Malgré ces soucis domestiques, il fallait reconstruire la Communauté et la synagogue, lieu de prière et surtout, en ces temps d'épreuves, lieu de rencontre, de retrouvailles. Des personnes s'y sont attelées et on n'aura jamais assez rendu hommage à cette équipe d'hommes et de femmes qui, dépassant leurs soucis, se mirent au service de la collectivité juive pour lui redonner espoir et vie.[…]
La construction de la Synagogue de la Paix s'est achevée en 1958. Le 5 juillet 1957 du Président de la République d'alors, Monsieur René COTY était venu visiter la synagogue encore en construction. L'inauguration de la nouvelle synagogue et du Centre Communautaire fut célébrée solennellement le 23 mars 1958 en présence d'une foule immense, et des dignitaires de la communauté, de la ville et de la région. Un peu plus tard, la Synagogue reconstruite eut l'honneur de recevoir la visite du Général de Gaulle.
Voir l'article dans son intégralité sur le site du judaïsme d'Alsace et de Lorraine.
Jean Kahn
Visite du général de Gaulle à la synagogue de Strasbourg
Revue alsacienne illustrée, 1964
Photo et coll. BNU Strasbourg (ref. 688765)
La pose de la première pierre de la grande synagogue de Strasbourg le 3 septembre 1954 témoigne du désir de la communauté juive de montrer sa présence, de sa volonté de redonner le sens de l’identité à la communauté. La synagogue, centre communautaire de la paix, construite au parc des Contades sur les plans de l’architecte Claude Meyer-Lévy, est inaugurée le 23 mars 1958.
Deuxième plus grande synagogue d’Europe après celle de Budapest, cette construction traduit aussi le renouveau du judaïsme en Alsace.

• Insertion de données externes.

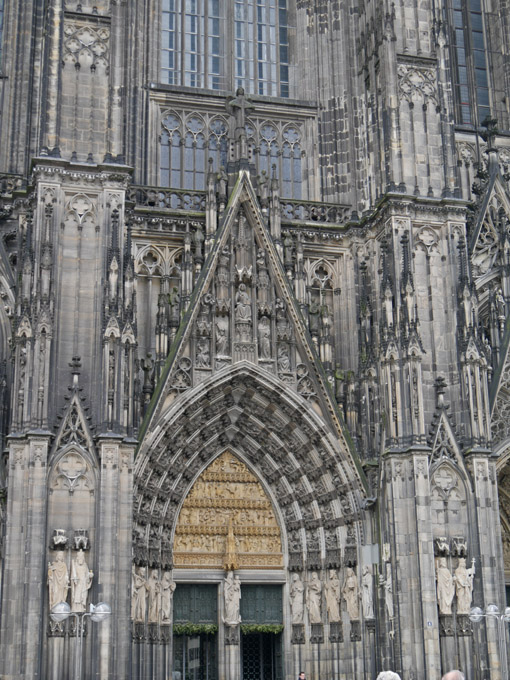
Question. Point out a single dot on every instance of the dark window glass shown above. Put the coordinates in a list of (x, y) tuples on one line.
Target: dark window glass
[(471, 73), (195, 49)]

Le changement intervenu dans la communauté, et de manière plus générale dans la vie juive à Strasbourg est, à mon avis, le développement des études juives, tout particulièrement des sources de la tradition juive. Ce développement s'inscrit dans l'épanouissement d'une tendance qui avait surgi dans les mouvements de jeunesse juifs et leurs structures clandestines sous l'Occupation. Le fait que les principaux dirigeants de la Communauté, grand rabbin en tête , étaient alors d'anciens résistants a évidemment favorisé ce changement. Celui-ci s'est manifesté dans la création et le développement d'institutions à vocation permanente et d'initiatives diverses, parfois inédites et restées spécifiquement strasbourgeoises.
Voir l'article dans son intégralité sur le site du judaïsme d'Alsace et de Lorraine.
Lucien Lazare
Par la valorisation des études religieuses et la pratique des rites, le judaïsme en Alsace évolue d’un judaïsme de condition, subi, à un judaïsme de conviction. Parmi la jeunesse juive, le judaïsme traditionnel connaît un regain d’intérêt.
L’arrivée de nombreux juifs d’Afrique du nord dans les années 1960 favorise ce renouveau et renforce le judaïsme en Alsace, l’imprégnant de nouvelles valeurs se traduisant par une plus grande religiosité et une conception du judaïsme englobant toutes les instances de la vie sociale.